# non-hand washer make me crazy.



## boomchakabowwow (Apr 25, 2013)

ugh!

i'm an engineer. i work with folks from all walks of life.

i just watched a man "fake wash" his hands. after #2..!!!! he ran his hands under water and left. no soap. 

i didnt man up and say anything. we have a office bbq today too. 

thanks for allowing me to vent.


----------



## Mike9 (Apr 25, 2013)

I work at a community college so I'm with ya there. I have dishpan hands by the end of most days. That and never, ever, never let anyone use your pen. 

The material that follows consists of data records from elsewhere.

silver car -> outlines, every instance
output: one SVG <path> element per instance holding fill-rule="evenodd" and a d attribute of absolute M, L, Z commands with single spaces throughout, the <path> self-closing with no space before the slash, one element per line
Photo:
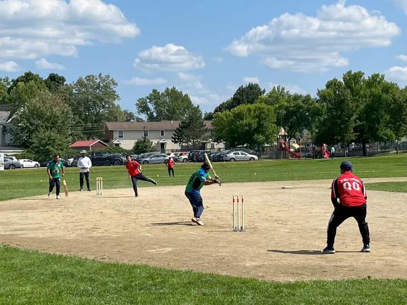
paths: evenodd
<path fill-rule="evenodd" d="M 140 164 L 164 164 L 169 159 L 169 156 L 164 154 L 156 154 L 139 159 Z"/>
<path fill-rule="evenodd" d="M 21 164 L 19 161 L 15 161 L 11 158 L 4 158 L 4 169 L 15 169 L 21 168 Z"/>
<path fill-rule="evenodd" d="M 244 151 L 232 151 L 223 156 L 224 161 L 254 161 L 258 160 L 255 155 L 249 155 Z"/>

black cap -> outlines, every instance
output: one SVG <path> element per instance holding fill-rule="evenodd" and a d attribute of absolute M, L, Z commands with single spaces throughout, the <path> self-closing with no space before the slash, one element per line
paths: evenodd
<path fill-rule="evenodd" d="M 353 170 L 353 165 L 349 161 L 343 161 L 340 164 L 340 168 L 343 170 Z"/>

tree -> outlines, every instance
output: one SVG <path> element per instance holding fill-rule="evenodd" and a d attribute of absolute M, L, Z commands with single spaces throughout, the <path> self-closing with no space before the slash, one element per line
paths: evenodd
<path fill-rule="evenodd" d="M 212 120 L 213 119 L 213 112 L 207 112 L 205 111 L 204 114 L 204 119 L 205 120 Z"/>
<path fill-rule="evenodd" d="M 275 123 L 274 108 L 263 103 L 241 105 L 216 113 L 212 120 L 216 140 L 224 141 L 231 147 L 272 144 L 278 132 Z"/>
<path fill-rule="evenodd" d="M 334 78 L 317 90 L 317 96 L 322 115 L 317 119 L 314 141 L 319 144 L 340 143 L 346 147 L 355 137 L 357 115 L 351 92 L 343 82 Z"/>
<path fill-rule="evenodd" d="M 130 111 L 127 109 L 123 110 L 123 114 L 124 114 L 124 121 L 125 122 L 143 122 L 144 120 L 137 116 L 134 112 Z"/>
<path fill-rule="evenodd" d="M 397 142 L 407 135 L 407 87 L 392 93 L 392 96 L 386 103 L 386 112 L 388 116 L 388 128 L 393 133 Z"/>
<path fill-rule="evenodd" d="M 50 73 L 44 83 L 50 92 L 57 93 L 59 93 L 60 87 L 65 85 L 66 81 L 65 76 L 56 73 Z"/>
<path fill-rule="evenodd" d="M 34 150 L 48 145 L 57 150 L 67 148 L 71 142 L 71 109 L 57 96 L 47 91 L 40 92 L 27 100 L 16 113 L 14 122 L 13 138 L 19 147 Z M 46 141 L 47 135 L 50 139 Z"/>
<path fill-rule="evenodd" d="M 110 75 L 101 73 L 79 77 L 73 84 L 73 97 L 69 104 L 86 138 L 103 137 L 103 125 L 114 117 L 115 111 L 117 118 L 115 103 L 120 99 L 117 85 Z"/>
<path fill-rule="evenodd" d="M 134 145 L 133 146 L 133 152 L 136 155 L 155 151 L 156 148 L 153 145 L 153 142 L 147 137 L 143 137 L 138 139 L 134 142 Z"/>
<path fill-rule="evenodd" d="M 35 80 L 18 82 L 8 96 L 8 103 L 12 114 L 17 113 L 25 104 L 37 98 L 40 93 L 47 92 L 45 85 Z"/>
<path fill-rule="evenodd" d="M 273 106 L 277 112 L 277 122 L 287 133 L 288 142 L 298 138 L 304 130 L 311 129 L 317 114 L 315 99 L 310 95 L 292 95 L 284 87 L 274 86 L 258 103 Z"/>
<path fill-rule="evenodd" d="M 254 104 L 257 99 L 266 93 L 258 84 L 249 82 L 238 88 L 231 98 L 224 102 L 215 108 L 214 113 L 230 110 L 241 105 Z"/>
<path fill-rule="evenodd" d="M 8 103 L 8 89 L 11 85 L 11 82 L 7 76 L 0 77 L 0 105 Z"/>
<path fill-rule="evenodd" d="M 208 139 L 207 132 L 208 128 L 204 122 L 199 106 L 194 106 L 176 129 L 171 141 L 176 144 L 186 144 L 188 147 L 191 145 L 194 149 L 198 143 Z"/>
<path fill-rule="evenodd" d="M 20 75 L 17 78 L 11 80 L 11 84 L 8 89 L 8 93 L 10 94 L 19 83 L 23 83 L 26 84 L 31 81 L 34 82 L 37 84 L 39 88 L 41 89 L 46 88 L 44 79 L 40 76 L 39 74 L 33 73 L 30 71 L 25 72 L 23 75 Z"/>
<path fill-rule="evenodd" d="M 148 121 L 182 120 L 194 106 L 189 96 L 174 86 L 161 93 L 153 89 L 135 105 L 137 112 L 145 115 Z"/>

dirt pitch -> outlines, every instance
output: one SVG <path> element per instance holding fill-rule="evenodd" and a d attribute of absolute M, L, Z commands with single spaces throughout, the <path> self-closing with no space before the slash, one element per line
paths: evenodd
<path fill-rule="evenodd" d="M 332 211 L 330 182 L 205 187 L 205 225 L 199 227 L 191 222 L 184 186 L 141 188 L 138 198 L 130 188 L 65 198 L 62 188 L 61 200 L 44 195 L 0 202 L 0 242 L 105 261 L 277 281 L 405 277 L 407 194 L 369 192 L 371 253 L 359 252 L 361 238 L 350 219 L 338 229 L 337 254 L 321 255 Z M 232 230 L 234 194 L 245 195 L 245 232 Z"/>

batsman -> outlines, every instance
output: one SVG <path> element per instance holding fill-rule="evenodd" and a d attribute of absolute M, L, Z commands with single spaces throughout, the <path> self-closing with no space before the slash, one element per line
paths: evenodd
<path fill-rule="evenodd" d="M 204 211 L 204 201 L 200 196 L 200 189 L 204 186 L 210 186 L 215 183 L 221 185 L 219 177 L 212 178 L 209 175 L 208 172 L 210 169 L 208 163 L 204 163 L 200 169 L 192 174 L 185 188 L 185 196 L 189 200 L 194 213 L 194 217 L 191 220 L 199 226 L 204 224 L 200 219 Z"/>

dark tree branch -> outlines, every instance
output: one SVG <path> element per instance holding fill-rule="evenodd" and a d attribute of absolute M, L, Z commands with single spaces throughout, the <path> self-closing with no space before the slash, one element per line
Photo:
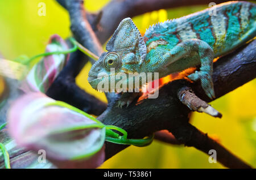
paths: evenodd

I also my hands wash before and after.


----------



## mpukas (Apr 25, 2013)

That's a HUGE pet peeve of mine. Being in CO, I drive on the interstate constantly, and when I make longer trips I stop and use various facilities. More often than not, guys leave the restroom without washing their hands, #1 or #2. Disgusting!


----------



## wenus2 (Apr 25, 2013)

I'm a little crazy about this too.


Something I have noticed, men under ~35 are much more likely to wash their hands than older gents.
Public education is doing its job.


----------



## boomchakabowwow (Apr 25, 2013)

oh, it gets worse.

someone just took the dishwashing scrubber sponge into the bathroom. 

i work with savages.


----------



## Johnny.B.Good (Apr 25, 2013)

[video=youtube;ssktVpcv9WI]http://www.youtube.com/watch?v=ssktVpcv9WI[/video]


----------



## mkriggen (Apr 25, 2013)

boomchakabowwow said:


> oh, it gets worse.
> 
> someone just took the dishwashing scrubber sponge into the bathroom.
> 
> i work with savages.



AGRRRR...I hate that! I had to threaten bodily harm to get get my family to stop using the dish sponge on the counter tops and kitchen floor. Actually they just laughed at me, so I tried begging. That worked better...:bashhead:


----------



## bieniek (Apr 25, 2013)

Funny enough I was just thinking abut the very same thing myself. In just one week Ive met two of these dirty c*nts.


----------



## shaneg (Apr 25, 2013)

Passive aggresive public shaming works, seen a barman walk over to a table of people after a guy returned from the bathroom and said the sink is now free if he'd like to wash his hands now, best part is he had a handful of fries from the bowl the table were all sharing, he went and washed his hands and returned to awkward silence.


----------



## Sambal (Apr 26, 2013)

boomchakabowwow said:


> ugh!
> 
> we have a office bbq today too.
> 
> ...


----------



## apicius9 (Apr 26, 2013)




----------



## Burl Source (Apr 26, 2013)

Makes you think twice when someone wants to shake hands with you.


----------



## snowbrother (Apr 27, 2013)

I was actually thrown out of a kitchen at my first job back in high school because I called the head chef out on not washing his hands after using the restroom. Needless to say, the restaurant went under shortly after and I think the "chef" quit cooking and now works in a sawmill or something.


----------



## swarfrat (May 13, 2013)




----------



## lechef (May 13, 2013)

From my experience, especially the norwegians I work with, have terrible hand hygiene. Especially those "old school" type of chefs. They goes out the door, smoke a cigarette, come back to the kitchen, touch their hair and face, tastes the sauce with the finger, sends the food out and start typing a text on their cell. Incredible!


----------



## Crothcipt (May 15, 2013)

This reminds me of the Seinfeld episode where the chef uses the bathroom, talks to Jerry while adjusting his hair. Later seen working dough saying "I'm gonna make the best pizza for you",


----------